GFS: fsid=TAFT_CLUSTER:gfs2.0: jid=1: Acquiring the transaction lock...
GFS: fsid=TAFT_CLUSTER:gfs1.0: jid=1: Acquiring the transaction lock...
GFS: fsid=TAFT_CLUSTER:gfs2.0: jid=1: Replaying journal...
GFS: fsid=TAFT_CLUSTER:gfs1.0: jid=1: Replaying journal...
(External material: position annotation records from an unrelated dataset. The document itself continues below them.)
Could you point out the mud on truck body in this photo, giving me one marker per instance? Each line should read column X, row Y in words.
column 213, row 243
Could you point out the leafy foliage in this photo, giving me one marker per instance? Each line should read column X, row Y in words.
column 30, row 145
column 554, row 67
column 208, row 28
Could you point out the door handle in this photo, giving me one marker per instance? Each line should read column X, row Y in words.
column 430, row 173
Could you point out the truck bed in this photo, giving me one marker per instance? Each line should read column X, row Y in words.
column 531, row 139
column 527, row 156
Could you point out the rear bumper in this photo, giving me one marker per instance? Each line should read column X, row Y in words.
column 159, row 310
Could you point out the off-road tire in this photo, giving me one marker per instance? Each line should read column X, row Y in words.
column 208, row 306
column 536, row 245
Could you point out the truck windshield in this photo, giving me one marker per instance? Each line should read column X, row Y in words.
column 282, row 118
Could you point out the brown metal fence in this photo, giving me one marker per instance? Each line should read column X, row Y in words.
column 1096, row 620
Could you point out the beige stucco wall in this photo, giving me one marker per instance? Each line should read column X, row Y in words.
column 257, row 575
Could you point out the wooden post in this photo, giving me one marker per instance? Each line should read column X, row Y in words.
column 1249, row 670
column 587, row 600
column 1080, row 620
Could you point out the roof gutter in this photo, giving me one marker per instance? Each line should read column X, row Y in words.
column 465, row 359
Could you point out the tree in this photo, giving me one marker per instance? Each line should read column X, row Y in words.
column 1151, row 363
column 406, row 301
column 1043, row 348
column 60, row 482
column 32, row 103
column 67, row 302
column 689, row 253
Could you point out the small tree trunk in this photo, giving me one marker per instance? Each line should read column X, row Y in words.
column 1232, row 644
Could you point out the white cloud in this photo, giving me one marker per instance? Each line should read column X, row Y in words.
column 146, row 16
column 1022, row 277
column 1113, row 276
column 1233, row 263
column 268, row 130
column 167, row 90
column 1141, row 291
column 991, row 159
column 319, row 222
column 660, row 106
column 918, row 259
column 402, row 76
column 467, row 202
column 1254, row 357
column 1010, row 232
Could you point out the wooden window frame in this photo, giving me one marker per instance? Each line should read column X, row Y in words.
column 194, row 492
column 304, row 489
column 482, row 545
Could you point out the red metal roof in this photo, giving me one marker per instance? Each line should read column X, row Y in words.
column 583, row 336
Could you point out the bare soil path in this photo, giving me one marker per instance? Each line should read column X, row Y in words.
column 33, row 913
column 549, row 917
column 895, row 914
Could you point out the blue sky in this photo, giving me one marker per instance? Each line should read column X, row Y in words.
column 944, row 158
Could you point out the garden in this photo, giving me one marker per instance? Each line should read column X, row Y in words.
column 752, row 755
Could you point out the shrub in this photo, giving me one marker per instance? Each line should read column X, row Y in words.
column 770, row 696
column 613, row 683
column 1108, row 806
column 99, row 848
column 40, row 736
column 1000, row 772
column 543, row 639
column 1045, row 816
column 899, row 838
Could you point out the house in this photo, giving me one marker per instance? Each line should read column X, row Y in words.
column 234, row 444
GFS: fsid=TAFT_CLUSTER:gfs3.0: jid=1: Journal replayed in 9s
GFS: fsid=TAFT_CLUSTER:gfs3.0: jid=1: Done
GFS: fsid=TAFT_CLUSTER:gfs2.0: jid=1: Replayed 1377 of 2255 blocks
GFS: fsid=TAFT_CLUSTER:gfs2.0: jid=1: replays = 1377, skips = 611, sames = 267
GFS: fsid=TAFT_CLUSTER:gfs1.0: jid=1: Replayed 10711 of 10824 blocks
GFS: fsid=TAFT_CLUSTER:gfs1.0: jid=1: replays = 10711, skips = 7, sames = 106
GFS: fsid=TAFT_CLUSTER:gfs2.0: jid=1: Journal replayed in 4s
GFS: fsid=TAFT_CLUSTER:gfs2.0: jid=1: Done
GFS: fsid=TAFT_CLUSTER:gfs1.0: jid=1: Journal replayed in 5s
GFS: fsid=TAFT_CLUSTER:gfs1.0: jid=1: Done
NMI Watchdog detected LOCKUP, CPU=0, registers:
CPU 0
Modules linked in: lock_dlm(U) gfs(U) lock_harness(U) nfsd exportfs lockd nfs_ad
Pid: 3722, comm: kmirrord Not tainted 2.6.9-50.ELlargesmp
RIP: 0010:[<ffffffff8030cddf>] <ffffffff8030cddf>{.text.lock.spinlock+2}
RSP: 0018:00000102120ddc88  EFLAGS: 00000086
RAX: 0000000000000000 RBX: ffffffffa029cd28 RCX: 0000000000000000
RDX: 0000000000000000 RSI: 0000000000000046 RDI: ffffffffa029cd28
RBP: 000000000000026f R08: 00000102120d8048 R09: 0000000000000000
R10: 0000000300000000 R11: 0000000000000000 R12: 00000100dfd56c00
R13: 00000101ffd2a618 R14: 00000101ffd2a600 R15: ffffffffa0094623
FS:  0000000000000000(0000) GS:ffffffff80501480(0000) knlGS:0000000000000000
CS:  0010 DS: 0018 ES: 0018 CR0: 000000008005003b
CR2: 0000000000572f20 CR3: 0000000000101000 CR4: 00000000000006e0
Process kmirrord (pid: 3722, threadinfo 00000102120dc000, task 0000010216021030)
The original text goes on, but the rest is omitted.